How to Still Host Your Events during the Covid 19 Pandemic
Updated: Apr 10, 2020
If you currently work in events or your business has any part to play in the events-world, number one: I’m sorry... number two: you need to start thinking about virtual events now before your competitors get their foot in the door first.
I work for a travel company, this company holds 6-8 in-person conferences every year all over the world. With the current situation that is Covid-19, we have started to explore virtual conferences more than ever because as you already know, in-person events are now pretty-much impossible. Here are some of the things I have learned so far…
Online conferences are a great alternative to in-person events for many reasons, the main one being cost. Conference spaces along with catering, security and networking events do not come cheap to most. Cutting out these costs may allow you to lower the admission price resulting in more ticket sales. Another reason virtual events are a great alternative is because you have the opportunity to reach a greater audience from around the globe. A fantastic example of this I read earlier: Beyoncé’s set at Coachella in 2019; viewed by hundreds of thousands in the audience, but watched by 41 million people on Youtube… We can’t argue with those numbers! Lastly, holding your conference virtually can give you access to speakers that are in high-demand who don’t have the time to commit to an in-person event.
But how is it done?
Today, it is more achievable than ever with so many online services offering the tools to create a virtual conference space with things like a main stage, networking capabilities (so your attendees still have the power to communicate with likeminded people), breakout session capabilities (so you can run a few different topics at the same time) and many other capabilities to allow you to build a virtual event that suits your audience’s needs. Weather it is a training course, a tutorial, a tour or a conference, they can all now be achieved virtually.

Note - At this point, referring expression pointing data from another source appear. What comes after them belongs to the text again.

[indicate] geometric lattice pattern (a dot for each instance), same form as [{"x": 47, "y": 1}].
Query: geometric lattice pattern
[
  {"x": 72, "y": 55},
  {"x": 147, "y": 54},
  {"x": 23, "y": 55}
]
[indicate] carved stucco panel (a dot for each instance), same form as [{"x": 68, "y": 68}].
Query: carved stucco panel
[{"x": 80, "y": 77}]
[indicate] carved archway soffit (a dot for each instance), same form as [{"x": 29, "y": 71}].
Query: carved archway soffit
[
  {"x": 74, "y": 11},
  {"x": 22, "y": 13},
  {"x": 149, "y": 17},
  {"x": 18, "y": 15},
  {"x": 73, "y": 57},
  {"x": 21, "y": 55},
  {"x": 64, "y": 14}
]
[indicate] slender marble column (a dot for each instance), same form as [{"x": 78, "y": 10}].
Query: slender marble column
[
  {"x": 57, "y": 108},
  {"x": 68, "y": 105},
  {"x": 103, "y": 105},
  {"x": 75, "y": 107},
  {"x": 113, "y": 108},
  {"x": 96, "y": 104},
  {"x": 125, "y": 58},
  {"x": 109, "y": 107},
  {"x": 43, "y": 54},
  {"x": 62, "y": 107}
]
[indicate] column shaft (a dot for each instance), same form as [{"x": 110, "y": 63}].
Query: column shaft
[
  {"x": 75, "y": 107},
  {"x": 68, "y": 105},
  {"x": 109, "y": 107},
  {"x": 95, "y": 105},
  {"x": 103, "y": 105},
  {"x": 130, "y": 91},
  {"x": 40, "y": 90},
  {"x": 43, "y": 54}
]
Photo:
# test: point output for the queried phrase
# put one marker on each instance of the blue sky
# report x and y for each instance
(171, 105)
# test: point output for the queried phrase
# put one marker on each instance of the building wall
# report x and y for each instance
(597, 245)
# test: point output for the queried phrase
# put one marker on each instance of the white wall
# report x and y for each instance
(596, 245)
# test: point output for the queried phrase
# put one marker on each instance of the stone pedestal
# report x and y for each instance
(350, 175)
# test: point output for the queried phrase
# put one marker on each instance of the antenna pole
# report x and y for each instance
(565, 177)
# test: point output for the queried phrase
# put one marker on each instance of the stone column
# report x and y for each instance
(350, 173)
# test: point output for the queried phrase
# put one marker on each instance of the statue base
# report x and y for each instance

What does it mean for the attendee? The main thing the attendee loses is the personal-level communication with other attendees and speakers. Although it is hard to replace a face-to-face communication, some of the platforms I have used do allow for attendee communication through video calls, chat rooms and through Q&A sessions. What the attendee doesn’t lose is exorbitant amounts on flights and hotels.
If virtual conferences is something you think can work for your company, there are a few important questions that need to be answered earlier in the plan such as: will the event be live or on demand? If it is live, what is the best time to hold it? Equally, if it is on demand, when is the best time to launch it? Will it require registration? What is the registration price? Answering these questions will enable you to better choose a platform that best suits your events needs.
With the words current state, I believe 2020 is going to be the year that really kicks-off virtual events and I want to be ahead of that. I think this is going to be one of our new behaviours given we have all learned new ways to archive our goals, from the comfort and safety of our own homes.